A rider can always just hop on his bike and zoom off. But for a safe and hassle-free ride, he should habitually conduct proper check-up of his motorcycle before taking off. When I took the Basic Safety Riding Course offered by Honda Philippines, I learned a lot of things.
One handy acronym that's easy to remember is the TCLOCS inspection checklist coined by the Motorcycle Safety Foundation, an internationally recognized developer of the comprehensive, research-based, Rider Education and Training System (RETS). The acronym stands for Tires, Controls, Lights, Oil, Chassis and Stand. It covers all aspects of your motorcycle:
T is for tires (including wheels and brake system). Check the condition of your tire tread. Tread should be visible with about 1mm tread depth. Recommended tire pressure is stamped on the tire's sidewall. But this can be adjusted if the rider is going extreme off-road and circuit racing. With the bike using the stand and the engine shut off, rotate the rear wheel using your hands. Feel for any resistance while turning the wheel. Visually inspect your rims for any dents or dings, particularly on the edges where the lip of the tire edge is located.
C is for controls (including the handlebar, levers and pedals, cables, hoses and throttle). Always visually inspect handlebars if they are straight and can move freely from left to right and vice versa. Make sure that the handgrips and bar ends are secure. Levers and pedals should always be in tip-top shape. If they're cracked or bent, replace them right away. Levers should be smooth when gripping and pivot points should be lubricated.
Hoses (brake fluid, oil and water) must not have cracks, cuts, leaks, chaffing, bulges and other signs of deterioration. Throttle should move freely without any resistance and snaps back quickly as released. The slow return of the throttle handlebar grip indicates resistance in the cable which may be due to non-lubrication or frayed inner materials.
L is for lights (headlight, signal lights and brake light). Regularly check the battery for loose terminals, corrosive buildup, or both. Also check if the battery is secured in place. Inspect the bulbs of headlights, signal and brake lights. Brake lights should activate when you grip your right handlebar lever and/or right foot pedal. Check headlight alignment so as not to blind oncoming vehicles. Note that wiring should be tightly secured.
O stands for oil (and other fluids). Always check the brake fluid level. It should always settle between the maximum and minimum level as indicated on the fluid bottle. If the oil feels watery when touched, it’s time for oil change. For water-cooled engines, check the coolant level and add if necessary. Also, scan for any leak.

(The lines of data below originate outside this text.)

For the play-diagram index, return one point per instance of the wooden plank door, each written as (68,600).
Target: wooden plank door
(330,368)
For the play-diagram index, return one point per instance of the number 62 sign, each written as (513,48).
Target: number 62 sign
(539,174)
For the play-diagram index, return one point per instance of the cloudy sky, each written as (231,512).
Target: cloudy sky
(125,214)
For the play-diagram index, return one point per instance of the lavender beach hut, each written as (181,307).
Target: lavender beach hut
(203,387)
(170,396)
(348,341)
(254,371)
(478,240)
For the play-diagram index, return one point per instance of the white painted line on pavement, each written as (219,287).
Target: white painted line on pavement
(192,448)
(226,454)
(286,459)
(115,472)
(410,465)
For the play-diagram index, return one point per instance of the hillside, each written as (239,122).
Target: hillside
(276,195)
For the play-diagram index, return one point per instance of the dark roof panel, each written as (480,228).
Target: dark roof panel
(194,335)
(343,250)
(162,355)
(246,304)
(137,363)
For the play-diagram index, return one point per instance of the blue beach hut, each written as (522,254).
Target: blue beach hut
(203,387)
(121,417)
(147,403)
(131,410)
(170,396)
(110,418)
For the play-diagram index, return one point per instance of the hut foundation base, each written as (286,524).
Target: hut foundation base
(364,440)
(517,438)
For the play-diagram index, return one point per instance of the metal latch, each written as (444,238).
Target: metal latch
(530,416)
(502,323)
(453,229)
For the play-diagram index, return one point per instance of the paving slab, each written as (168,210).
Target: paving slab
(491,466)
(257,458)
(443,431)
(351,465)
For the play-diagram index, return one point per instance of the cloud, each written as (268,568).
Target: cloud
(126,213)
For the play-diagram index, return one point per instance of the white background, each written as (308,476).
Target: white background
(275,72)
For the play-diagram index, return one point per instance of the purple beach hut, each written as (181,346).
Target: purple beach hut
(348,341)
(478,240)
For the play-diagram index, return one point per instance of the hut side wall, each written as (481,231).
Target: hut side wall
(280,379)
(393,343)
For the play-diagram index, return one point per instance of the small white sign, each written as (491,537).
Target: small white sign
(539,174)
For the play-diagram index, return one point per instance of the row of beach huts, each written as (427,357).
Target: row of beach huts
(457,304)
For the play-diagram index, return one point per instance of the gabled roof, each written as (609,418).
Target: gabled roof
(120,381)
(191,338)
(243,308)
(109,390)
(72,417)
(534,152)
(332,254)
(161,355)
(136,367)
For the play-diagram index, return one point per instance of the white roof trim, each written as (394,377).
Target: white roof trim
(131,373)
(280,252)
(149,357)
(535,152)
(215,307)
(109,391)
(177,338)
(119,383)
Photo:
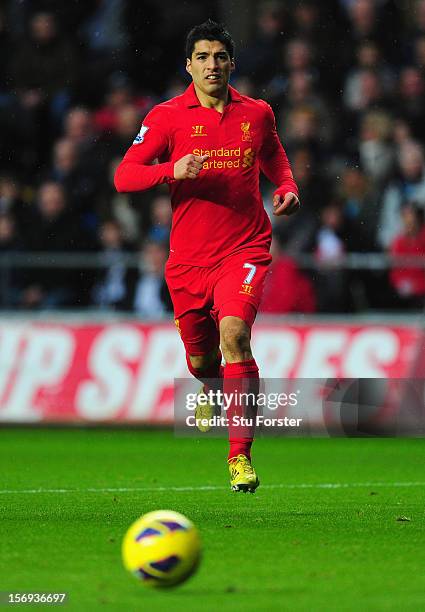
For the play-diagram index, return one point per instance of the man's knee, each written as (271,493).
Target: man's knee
(203,362)
(235,336)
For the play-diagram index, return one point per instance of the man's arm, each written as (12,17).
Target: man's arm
(275,165)
(137,172)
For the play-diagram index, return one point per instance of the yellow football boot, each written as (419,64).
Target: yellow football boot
(242,475)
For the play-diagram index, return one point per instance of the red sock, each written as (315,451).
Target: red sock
(214,371)
(239,378)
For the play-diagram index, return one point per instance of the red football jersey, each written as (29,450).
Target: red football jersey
(221,211)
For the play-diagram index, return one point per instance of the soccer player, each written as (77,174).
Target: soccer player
(211,143)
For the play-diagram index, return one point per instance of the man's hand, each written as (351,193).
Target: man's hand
(285,206)
(189,166)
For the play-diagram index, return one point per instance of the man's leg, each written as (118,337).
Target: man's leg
(237,294)
(240,376)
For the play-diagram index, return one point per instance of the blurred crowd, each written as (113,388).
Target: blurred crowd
(346,79)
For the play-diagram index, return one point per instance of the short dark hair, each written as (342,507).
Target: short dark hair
(209,30)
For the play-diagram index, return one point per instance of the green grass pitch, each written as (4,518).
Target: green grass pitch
(294,545)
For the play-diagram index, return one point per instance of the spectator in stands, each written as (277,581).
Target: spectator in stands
(85,181)
(376,151)
(11,202)
(411,100)
(303,94)
(331,280)
(10,278)
(409,282)
(410,186)
(147,291)
(369,58)
(297,232)
(109,290)
(44,67)
(258,58)
(55,230)
(120,94)
(128,121)
(360,205)
(287,289)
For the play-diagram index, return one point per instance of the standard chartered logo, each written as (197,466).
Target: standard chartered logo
(222,158)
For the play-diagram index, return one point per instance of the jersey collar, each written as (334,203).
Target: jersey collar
(191,99)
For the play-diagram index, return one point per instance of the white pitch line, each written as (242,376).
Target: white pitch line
(318,485)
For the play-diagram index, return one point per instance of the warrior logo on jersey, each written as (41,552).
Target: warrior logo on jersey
(248,158)
(246,134)
(141,135)
(198,130)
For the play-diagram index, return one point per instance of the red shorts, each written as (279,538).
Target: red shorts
(203,296)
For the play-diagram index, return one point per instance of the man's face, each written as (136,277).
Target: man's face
(210,67)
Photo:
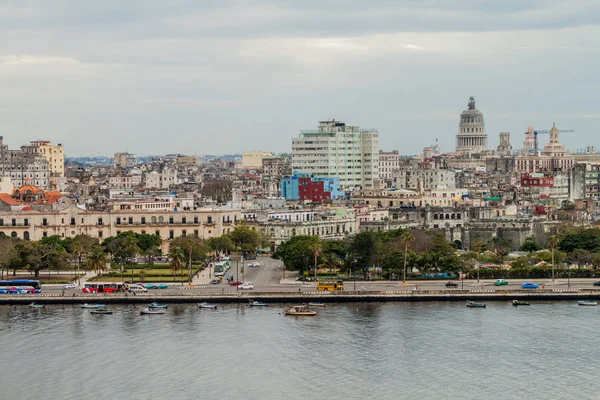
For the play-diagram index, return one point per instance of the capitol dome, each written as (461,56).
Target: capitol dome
(471,137)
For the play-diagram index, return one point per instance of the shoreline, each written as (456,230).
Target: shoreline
(287,297)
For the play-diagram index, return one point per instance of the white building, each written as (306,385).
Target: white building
(335,149)
(388,162)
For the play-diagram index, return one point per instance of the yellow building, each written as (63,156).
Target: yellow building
(54,154)
(253,159)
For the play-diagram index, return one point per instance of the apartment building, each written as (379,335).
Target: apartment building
(335,149)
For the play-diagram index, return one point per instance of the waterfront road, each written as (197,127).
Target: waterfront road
(269,277)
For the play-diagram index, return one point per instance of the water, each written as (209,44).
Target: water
(348,351)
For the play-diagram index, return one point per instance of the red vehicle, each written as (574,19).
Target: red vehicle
(103,287)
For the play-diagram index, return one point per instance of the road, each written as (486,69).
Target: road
(268,278)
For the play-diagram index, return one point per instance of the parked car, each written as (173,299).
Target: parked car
(70,286)
(530,285)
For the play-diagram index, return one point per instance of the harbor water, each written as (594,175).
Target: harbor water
(348,351)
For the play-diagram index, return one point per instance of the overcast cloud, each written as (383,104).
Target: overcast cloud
(214,77)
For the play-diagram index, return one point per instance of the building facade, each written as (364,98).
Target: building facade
(335,149)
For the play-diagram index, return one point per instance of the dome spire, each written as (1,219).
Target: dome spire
(471,103)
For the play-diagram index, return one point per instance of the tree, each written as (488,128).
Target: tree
(530,245)
(406,238)
(296,252)
(97,259)
(177,256)
(220,244)
(194,249)
(245,239)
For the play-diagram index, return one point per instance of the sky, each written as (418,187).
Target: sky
(222,77)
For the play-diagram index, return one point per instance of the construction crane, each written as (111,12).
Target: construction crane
(535,133)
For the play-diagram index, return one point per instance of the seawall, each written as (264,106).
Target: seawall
(290,297)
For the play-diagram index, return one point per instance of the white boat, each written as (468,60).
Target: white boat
(101,311)
(92,306)
(587,303)
(150,311)
(254,303)
(300,311)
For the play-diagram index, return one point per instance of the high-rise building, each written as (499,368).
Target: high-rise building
(471,137)
(335,149)
(388,162)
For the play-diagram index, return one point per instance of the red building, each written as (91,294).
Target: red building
(312,190)
(532,180)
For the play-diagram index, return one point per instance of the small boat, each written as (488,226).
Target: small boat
(300,311)
(92,306)
(101,311)
(151,311)
(473,304)
(254,303)
(587,303)
(157,305)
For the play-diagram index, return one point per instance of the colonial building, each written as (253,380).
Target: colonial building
(471,137)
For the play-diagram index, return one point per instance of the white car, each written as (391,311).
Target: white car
(70,286)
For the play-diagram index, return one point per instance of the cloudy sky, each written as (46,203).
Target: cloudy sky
(214,77)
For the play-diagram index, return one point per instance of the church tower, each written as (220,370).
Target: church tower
(471,137)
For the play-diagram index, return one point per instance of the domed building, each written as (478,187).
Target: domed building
(471,137)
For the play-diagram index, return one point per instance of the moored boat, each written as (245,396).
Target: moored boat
(101,311)
(300,311)
(472,304)
(157,305)
(254,303)
(151,311)
(92,306)
(587,303)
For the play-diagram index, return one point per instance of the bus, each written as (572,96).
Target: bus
(103,287)
(330,285)
(16,286)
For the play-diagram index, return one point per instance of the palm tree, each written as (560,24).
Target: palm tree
(177,256)
(406,238)
(478,246)
(97,260)
(553,241)
(317,249)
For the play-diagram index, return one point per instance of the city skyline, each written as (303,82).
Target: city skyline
(169,78)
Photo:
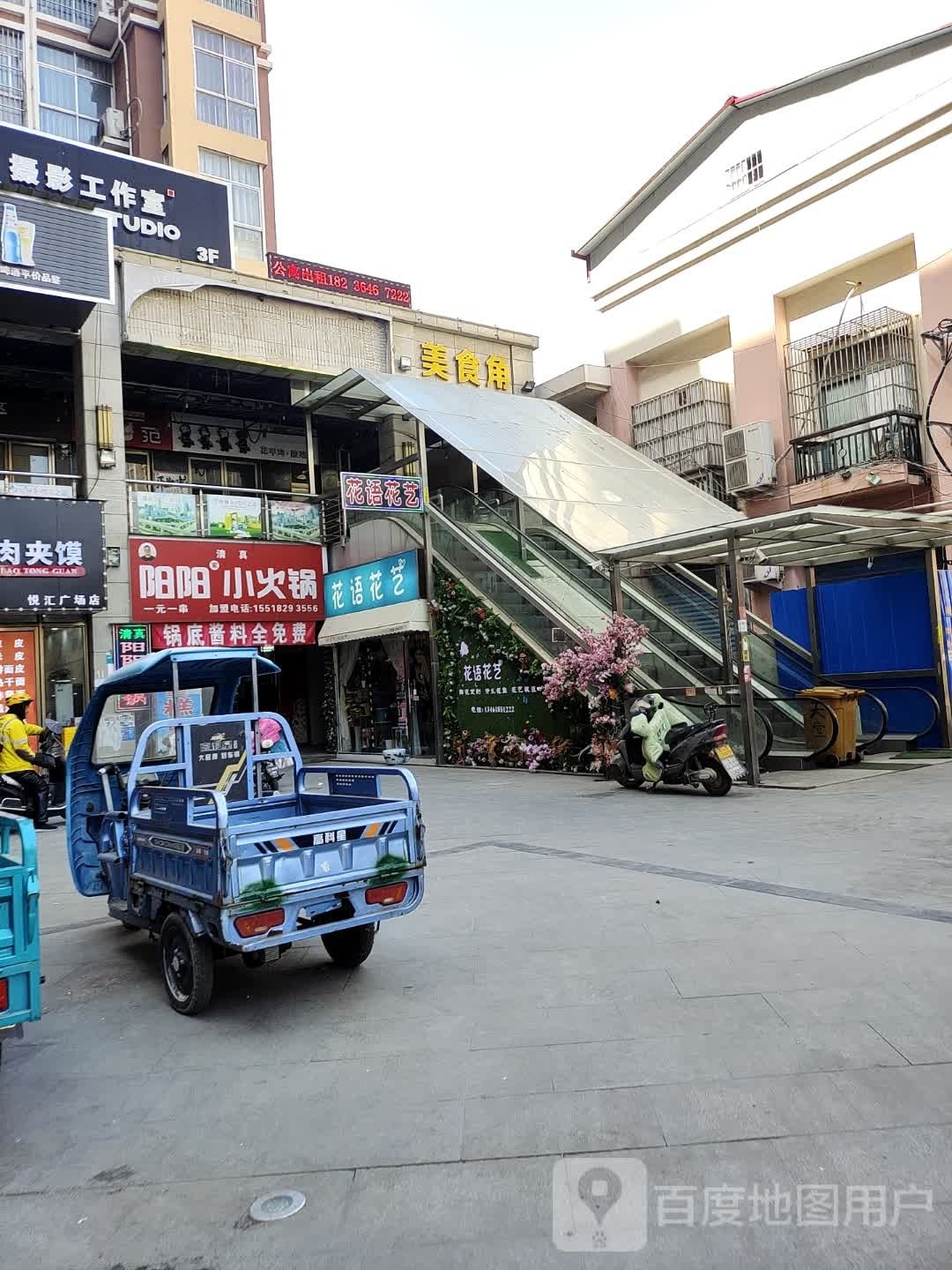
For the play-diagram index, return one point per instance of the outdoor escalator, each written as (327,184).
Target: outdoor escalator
(553,588)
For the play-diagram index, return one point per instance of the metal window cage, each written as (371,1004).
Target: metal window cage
(857,371)
(683,429)
(11,97)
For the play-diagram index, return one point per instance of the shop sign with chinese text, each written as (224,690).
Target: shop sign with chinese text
(362,492)
(231,634)
(51,556)
(343,282)
(144,433)
(131,646)
(170,512)
(18,667)
(205,582)
(54,250)
(390,580)
(494,693)
(152,207)
(467,367)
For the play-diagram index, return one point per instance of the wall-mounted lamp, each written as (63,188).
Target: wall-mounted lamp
(104,436)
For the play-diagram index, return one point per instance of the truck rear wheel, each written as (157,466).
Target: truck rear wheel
(352,946)
(188,967)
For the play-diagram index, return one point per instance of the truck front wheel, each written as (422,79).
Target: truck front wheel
(188,967)
(352,946)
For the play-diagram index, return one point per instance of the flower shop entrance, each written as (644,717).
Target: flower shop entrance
(383,681)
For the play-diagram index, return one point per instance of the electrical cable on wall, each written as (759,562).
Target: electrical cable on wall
(941,337)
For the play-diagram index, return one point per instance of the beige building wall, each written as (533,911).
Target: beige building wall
(777,265)
(183,133)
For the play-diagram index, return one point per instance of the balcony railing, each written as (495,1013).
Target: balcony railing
(889,437)
(183,511)
(46,485)
(81,13)
(247,8)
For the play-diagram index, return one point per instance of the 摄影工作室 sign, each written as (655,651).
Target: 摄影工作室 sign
(173,580)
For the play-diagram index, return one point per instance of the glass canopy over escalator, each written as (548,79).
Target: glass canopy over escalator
(591,487)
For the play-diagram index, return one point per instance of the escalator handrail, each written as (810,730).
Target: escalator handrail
(883,725)
(902,687)
(524,585)
(521,536)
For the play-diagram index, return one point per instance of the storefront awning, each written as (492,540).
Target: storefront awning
(591,485)
(413,615)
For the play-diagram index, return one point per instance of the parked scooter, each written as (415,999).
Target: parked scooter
(691,753)
(13,798)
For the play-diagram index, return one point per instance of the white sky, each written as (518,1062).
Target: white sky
(467,149)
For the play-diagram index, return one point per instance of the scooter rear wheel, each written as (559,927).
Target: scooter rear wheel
(720,785)
(188,967)
(628,782)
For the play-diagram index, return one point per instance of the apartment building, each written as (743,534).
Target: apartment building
(183,83)
(768,294)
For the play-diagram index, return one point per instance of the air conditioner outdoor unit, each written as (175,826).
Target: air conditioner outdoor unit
(763,574)
(112,129)
(747,458)
(106,26)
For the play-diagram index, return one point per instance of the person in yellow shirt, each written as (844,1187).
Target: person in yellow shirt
(18,759)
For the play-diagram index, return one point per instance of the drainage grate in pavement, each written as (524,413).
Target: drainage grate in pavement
(764,888)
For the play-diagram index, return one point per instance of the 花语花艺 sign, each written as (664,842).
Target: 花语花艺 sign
(368,492)
(390,580)
(152,207)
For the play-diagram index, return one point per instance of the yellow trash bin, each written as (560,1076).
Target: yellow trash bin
(818,724)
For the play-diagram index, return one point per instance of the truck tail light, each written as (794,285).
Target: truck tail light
(259,923)
(391,894)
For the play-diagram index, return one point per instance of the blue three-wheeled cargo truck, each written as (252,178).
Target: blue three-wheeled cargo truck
(170,817)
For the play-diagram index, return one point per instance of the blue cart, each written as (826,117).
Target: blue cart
(170,817)
(19,926)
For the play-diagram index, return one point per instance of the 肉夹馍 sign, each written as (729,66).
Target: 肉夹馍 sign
(55,250)
(368,492)
(152,207)
(175,579)
(51,556)
(390,580)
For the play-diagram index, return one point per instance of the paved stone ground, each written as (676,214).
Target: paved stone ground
(740,992)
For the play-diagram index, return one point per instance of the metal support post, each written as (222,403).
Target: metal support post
(815,651)
(724,623)
(747,721)
(614,572)
(938,646)
(428,576)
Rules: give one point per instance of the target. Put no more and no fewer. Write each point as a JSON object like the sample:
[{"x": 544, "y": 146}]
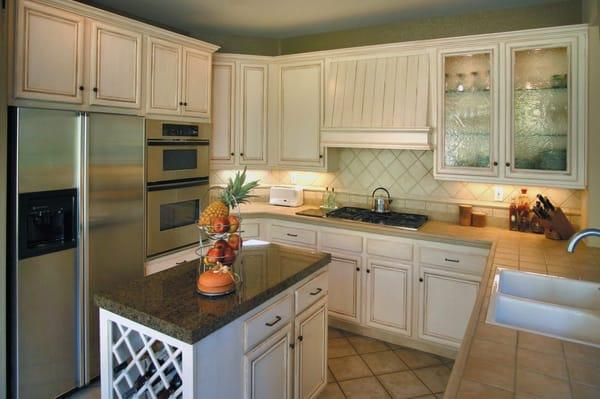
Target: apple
[
  {"x": 220, "y": 225},
  {"x": 228, "y": 256},
  {"x": 214, "y": 255},
  {"x": 234, "y": 223},
  {"x": 235, "y": 241}
]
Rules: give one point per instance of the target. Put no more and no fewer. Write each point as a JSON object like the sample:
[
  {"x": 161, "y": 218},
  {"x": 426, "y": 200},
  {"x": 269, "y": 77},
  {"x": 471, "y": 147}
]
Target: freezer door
[{"x": 114, "y": 211}]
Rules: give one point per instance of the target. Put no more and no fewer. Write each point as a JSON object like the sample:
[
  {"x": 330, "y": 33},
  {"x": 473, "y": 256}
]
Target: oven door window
[
  {"x": 179, "y": 214},
  {"x": 180, "y": 159}
]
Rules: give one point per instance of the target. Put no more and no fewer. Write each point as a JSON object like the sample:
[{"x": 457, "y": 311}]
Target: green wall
[{"x": 554, "y": 14}]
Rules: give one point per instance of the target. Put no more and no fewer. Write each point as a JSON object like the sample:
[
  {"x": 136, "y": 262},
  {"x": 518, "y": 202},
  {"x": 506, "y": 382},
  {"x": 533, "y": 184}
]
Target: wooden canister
[
  {"x": 464, "y": 215},
  {"x": 478, "y": 219}
]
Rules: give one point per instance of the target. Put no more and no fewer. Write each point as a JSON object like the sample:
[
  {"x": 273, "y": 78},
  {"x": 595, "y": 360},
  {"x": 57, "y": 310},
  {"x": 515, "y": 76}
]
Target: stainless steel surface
[
  {"x": 115, "y": 213},
  {"x": 580, "y": 236},
  {"x": 381, "y": 204},
  {"x": 160, "y": 239}
]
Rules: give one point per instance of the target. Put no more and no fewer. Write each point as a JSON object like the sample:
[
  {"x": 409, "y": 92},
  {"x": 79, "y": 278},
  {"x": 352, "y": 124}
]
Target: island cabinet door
[
  {"x": 311, "y": 351},
  {"x": 268, "y": 368}
]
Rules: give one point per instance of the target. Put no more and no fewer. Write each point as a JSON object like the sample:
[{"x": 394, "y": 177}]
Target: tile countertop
[
  {"x": 167, "y": 301},
  {"x": 496, "y": 362}
]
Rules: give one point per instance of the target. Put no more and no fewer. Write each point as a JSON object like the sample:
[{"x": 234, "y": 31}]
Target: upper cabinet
[
  {"x": 378, "y": 101},
  {"x": 82, "y": 57},
  {"x": 48, "y": 54},
  {"x": 115, "y": 66}
]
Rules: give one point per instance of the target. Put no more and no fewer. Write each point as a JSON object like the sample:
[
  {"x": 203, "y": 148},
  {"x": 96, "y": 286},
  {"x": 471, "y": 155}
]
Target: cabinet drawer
[
  {"x": 471, "y": 263},
  {"x": 389, "y": 249},
  {"x": 310, "y": 292},
  {"x": 342, "y": 242},
  {"x": 263, "y": 324},
  {"x": 293, "y": 235}
]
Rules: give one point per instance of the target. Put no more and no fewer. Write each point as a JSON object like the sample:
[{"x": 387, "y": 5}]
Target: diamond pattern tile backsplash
[{"x": 408, "y": 175}]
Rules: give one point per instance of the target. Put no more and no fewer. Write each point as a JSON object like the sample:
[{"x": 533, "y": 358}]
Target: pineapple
[{"x": 236, "y": 192}]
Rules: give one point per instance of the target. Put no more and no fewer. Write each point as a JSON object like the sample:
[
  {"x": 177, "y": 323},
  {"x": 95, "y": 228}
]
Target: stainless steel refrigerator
[{"x": 76, "y": 211}]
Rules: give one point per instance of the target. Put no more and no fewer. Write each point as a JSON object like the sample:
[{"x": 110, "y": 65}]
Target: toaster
[{"x": 286, "y": 196}]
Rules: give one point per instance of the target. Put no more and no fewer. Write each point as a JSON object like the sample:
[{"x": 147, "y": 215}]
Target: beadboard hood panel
[{"x": 377, "y": 102}]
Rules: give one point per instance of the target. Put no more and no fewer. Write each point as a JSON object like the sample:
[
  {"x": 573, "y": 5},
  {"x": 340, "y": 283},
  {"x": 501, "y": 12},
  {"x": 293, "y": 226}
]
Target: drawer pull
[{"x": 271, "y": 324}]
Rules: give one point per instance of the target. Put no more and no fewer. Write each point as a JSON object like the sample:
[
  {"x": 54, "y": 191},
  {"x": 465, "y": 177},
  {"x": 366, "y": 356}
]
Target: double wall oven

The bike should always ‘look’ dry. Any signs of moisture or wetness should be inspected more thoroughly. If you park your motorbike on a regular spot, one indicator of leak is stain on the floor.
C is for chassis. If you figured in a bike crash, check for any cracks on the frame. The front and rear suspension should not be springy when pressure is applied. Check the front fork for any oil leak. The chain should have ample tension and should not look like it’s sagging. Maintain cleanliness and lubrication on the chain. Mud and grease buildup adds to the deterioration of the sprocket. Likewise, a dry, rusting chain can lead to possible chain breakup. Inspect all fasteners and clips for signs of deterioration or loosening.
S is for bike stand. It could either be a side or a center stand. Make sure the spring can retract to its standby position before the bike starts to move. A loose stand can make your bike swerve uncontrollably while turning.
But after all that's said and done, common sense and logic should still prevail. You know that it’s your safety that will matter most so a little common sense when examining your bike will go a long way in giving you endless enjoyment.
As the popular saying goes: Kailangan pa bang i-memorize ‘yan?